En mars, l’Association des joueurs de tennis professionnels (PTPA) a attaqué l’ATP en justice, dénonçant la trop faible redistribution des recettes générées par ses tournois, mais aussi le « calendrier insoutenable » et un « système draconien » de classement qui force à participer à des compétitions dans des conditions éprouvantes.
Les premières fissures sont apparues cet été, lors du Masters 1000 de Toronto (Canada), quand quatre des six premiers mondiaux ont déclaré forfait. Disputée sous des chaleurs extrêmes, la tournée nord-américaine a laissé de nombreux tennismen exsangues. Malade et proche de l’insolation, Jannik Sinner a abandonné face à Carlos Alcaraz lors du match pour le titre à Cincinnati (Ohio). « Une finale un lundi, à 15 heures, en août, après toute la tournée de Toronto et Cincinnati, avec tant de retraits et de joueurs épuisés physiquement… Quelque chose doit changer », avait alors réagi l’Espagnol Alejandro Davidovich Fokina sur les réseaux sociaux.
La suite lui a donné raison. La tournée asiatique, entre la mi-septembre et la mi-octobre, a, elle aussi, été jouée dans des conditions difficiles. Au Masters 1000 de Shanghaï (Chine), le taux d’humidité, parfois supérieur à 80 %, a provoqué de nombreux malaises. De nouveau, Jannik Sinner a dû abandonner, victime de crampes.
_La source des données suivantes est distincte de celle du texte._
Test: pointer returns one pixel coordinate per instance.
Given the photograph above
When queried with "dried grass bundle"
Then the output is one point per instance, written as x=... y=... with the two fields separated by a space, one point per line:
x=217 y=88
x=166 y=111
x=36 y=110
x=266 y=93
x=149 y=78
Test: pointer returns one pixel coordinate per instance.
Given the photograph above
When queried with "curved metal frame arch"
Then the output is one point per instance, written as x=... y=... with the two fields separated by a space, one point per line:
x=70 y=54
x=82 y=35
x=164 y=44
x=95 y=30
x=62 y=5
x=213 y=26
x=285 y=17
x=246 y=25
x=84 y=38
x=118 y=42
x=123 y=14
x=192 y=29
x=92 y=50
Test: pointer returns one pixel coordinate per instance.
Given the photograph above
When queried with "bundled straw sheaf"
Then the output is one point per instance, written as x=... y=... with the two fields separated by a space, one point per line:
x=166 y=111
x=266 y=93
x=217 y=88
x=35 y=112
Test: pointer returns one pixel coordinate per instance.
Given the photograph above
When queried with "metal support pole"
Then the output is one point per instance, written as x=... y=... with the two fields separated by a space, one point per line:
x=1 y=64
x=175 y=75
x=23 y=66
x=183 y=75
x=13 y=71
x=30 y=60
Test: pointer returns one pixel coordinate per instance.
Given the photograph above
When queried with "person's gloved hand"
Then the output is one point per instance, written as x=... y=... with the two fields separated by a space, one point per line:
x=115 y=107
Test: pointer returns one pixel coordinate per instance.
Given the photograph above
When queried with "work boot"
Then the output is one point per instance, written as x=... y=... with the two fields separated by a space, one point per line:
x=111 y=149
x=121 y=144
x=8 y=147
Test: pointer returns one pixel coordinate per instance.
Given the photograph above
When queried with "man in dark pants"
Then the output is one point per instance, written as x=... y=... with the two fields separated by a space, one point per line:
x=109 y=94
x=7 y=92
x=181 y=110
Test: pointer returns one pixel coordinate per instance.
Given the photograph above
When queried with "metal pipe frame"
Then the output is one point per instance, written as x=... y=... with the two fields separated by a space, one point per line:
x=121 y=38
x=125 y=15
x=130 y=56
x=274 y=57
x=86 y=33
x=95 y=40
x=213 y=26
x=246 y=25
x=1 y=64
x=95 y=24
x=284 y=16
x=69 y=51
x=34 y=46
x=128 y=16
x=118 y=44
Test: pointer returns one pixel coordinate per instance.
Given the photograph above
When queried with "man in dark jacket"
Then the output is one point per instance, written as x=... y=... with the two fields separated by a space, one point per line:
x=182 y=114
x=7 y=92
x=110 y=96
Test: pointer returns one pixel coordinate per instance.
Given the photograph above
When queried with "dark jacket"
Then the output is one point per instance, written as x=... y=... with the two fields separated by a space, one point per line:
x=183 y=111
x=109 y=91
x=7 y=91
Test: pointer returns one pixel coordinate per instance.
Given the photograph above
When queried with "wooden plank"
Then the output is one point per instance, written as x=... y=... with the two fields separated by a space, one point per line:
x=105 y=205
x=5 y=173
Un jeu de plus en plus intense, des matchs qui durent, de longs voyages, du décalage horaire et peu de plages de récupération : le cocktail est fatal. Ainsi, il y a eu huit abandons à Cincinnati, neuf à Madrid (Espagne) et sept à Shanghaï cette saison. « Environ 5 % des matchs programmés cette année se sont conclus par un abandon ou un forfait. C’est le taux le plus élevé depuis la création de l’ATP Tour, en 1990 », insiste Constance Sénac de Monsembernard, qui compile des statistiques sur le tennis sur son compte « Jeux, set et maths » sur X.
« Responsabilité individuelle »
C’est avec un bandage à la cheville gauche que Carlos Alcaraz a remporté, le 30 septembre, le tournoi ATP 500 de Tokyo (Japon), son huitième titre de la saison. Dans la foulée, le numéro 1 mondial a annoncé son retrait du Masters 1000 de Shanghaï pour « se reposer et récupérer ». Soulignant que le calendrier était « vraiment dense », le vainqueur de Roland-Garros et de l’US Open a exhorté les instances à « faire quelque chose »… Ce qui ne l’a pas empêché de participer, quelques jours plus tard, à l’exhibition Six Kings Slam, en Arabie saoudite, le tournoi le plus lucratif au monde.
D’autres exhibitions comme l’Ultimate Tennis Showdown ou la Laver Cup se télescopent avec le circuit traditionnel, ce qui contribue à l’épuisement des têtes d’affiche. « Il y a beaucoup plus de compétitions non officielles, mais personne ne vous oblige à rien. Il y va de la responsabilité individuelle de chaque joueur, qui décide de son programme », observe Camille Pin.
A la tête de la PTPA, Novak Djokovic a critiqué les joueurs qui se plaignent du calendrier tout en disputant des exhibitions. « Il y a plus de quinze ans, je disais déjà que nous devions nous réunir et réorganiser le calendrier, a déclaré le Serbe de 38 ans à l’occasion d’une conférence de presse. Il faut que les meilleurs joueurs, en particulier, s’assoient, retroussent leurs manches et s’impliquent vraiment. On peut toujours faire des choix pour jouer moins. »
Depuis plusieurs années, lui se concentre sur les tournois du Grand Chelem. Il profite de la règle protégeant les tennismen âgés de plus de 30 ans et ayant disputé plus de 600 matchs en douze ans de carrière : aucun tournoi ne leur est imposé en dehors des Majeurs. Malgré ce statut privilégié et seulement 12 tournois disputés, l’ex-numéro 1 mondial termine, lui aussi, l’année recru, au point d’avoir dû abandonner lors du Six Kings Slam.
Face au mécontentement grandissant, le président de l’ATP, Andrea Gaudenzi, a reconnu, jeudi 23 octobre, que « l’intersaison devrait être plus longue ». Laissant entendre que le nombre de tournoi ATP 250 (actuellement 30) allait diminuer, l’Italien annonçait, le même jour, la création d’un dixième Masters 1000 en Arabie saoudite « dès 2028 ». La stratégie de l’instance consiste donc à sacrifier des tournois qu’elle juge mineurs au profit des plus rentables. Il n’est pas certain que la santé des joueurs y gagne au change.